The house was silent. There hadn’t been much noise in Oliver’s life lately, not since little Josh’s third birthday. Oliver paused at the stairs leading to his son’s room, rubbing the back of his hand against his nose as he sniffled. A tiny green coat hung by the stairs, just above the doll-sized matching rain boots.

The same as every day for the past three years, Oliver turned to the cherry oak table and pulled a protein bar from his pocket. His bites seemed to echo through the house as he unwrapped the Vista Daily Gazette. The morning sunrise cast an orange hue over the room. The headline said something about a fire in California, nothing new. He turned to page eleven where the obituaries were, then tossed the rest of the paper into a large garbage bag behind him. It was way past being full and the paper slid from the pile to the floor.

Oliver used his thumb to scan the names, wondering if, no, hoping, he would see his own. Not today. He stood, hung his head, and allowed the page to fall with the rest. The complete silence filled his thoughts as he stumbled to the couch.

“Better get some sleep,” he mumbled to himself as his eyelids fell. His night shift on Camp Pendleton would begin again in twelve hours.

When Oliver awoke that evening he rolled to his right side and placed his hand between his left rib and arm, almost hoping to feel no pulse. He sighed, let down by the heavy thump of his heart.

He stood slowly, cracking his back and sniffling before heading to the kitchen to grab his Lucky Charms and skim milk. That sugary marshmallow smell lingered in his nostrils from days as a child, the only comfort on evenings lately. He half-smiled as the milk turned purplish from the sugar. He sat at the table, staring at the lines in the wood.
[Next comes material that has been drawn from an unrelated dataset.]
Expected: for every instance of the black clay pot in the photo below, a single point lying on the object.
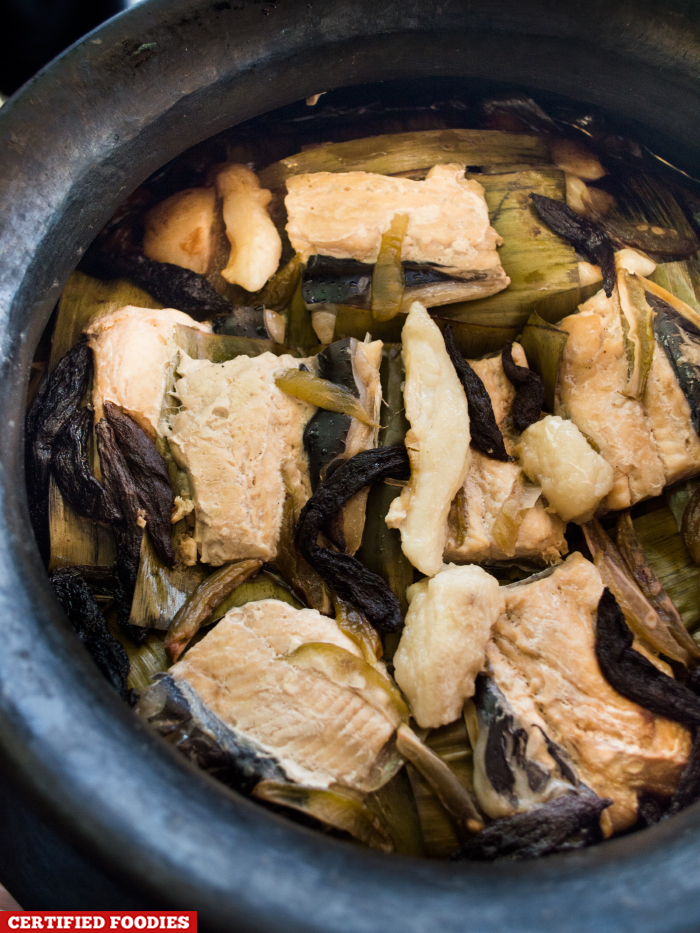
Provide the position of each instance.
(97, 813)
Julie walked into the dining room and stood behind him, leaning against the wall. Her long brown hair hadn’t changed a bit over the last three years. She wore the same old scarlet blouse.

“Oliver,” she said.

“I’m late.” He didn’t look up. He didn’t see or hear her.

“You’re putting yourself under too much stress.” She looked down at the overflowing papers. “Stop it okay, just stop.”

“I never wanted it this way.” He buried his face in his palms. After a moment he shouted in frustration and stood, looking for his cammie jacket.

“Is that all you’re going to eat?” she asked. She squatted and assessed one of the obituaries. “Keep eating like that and you may have your wish.”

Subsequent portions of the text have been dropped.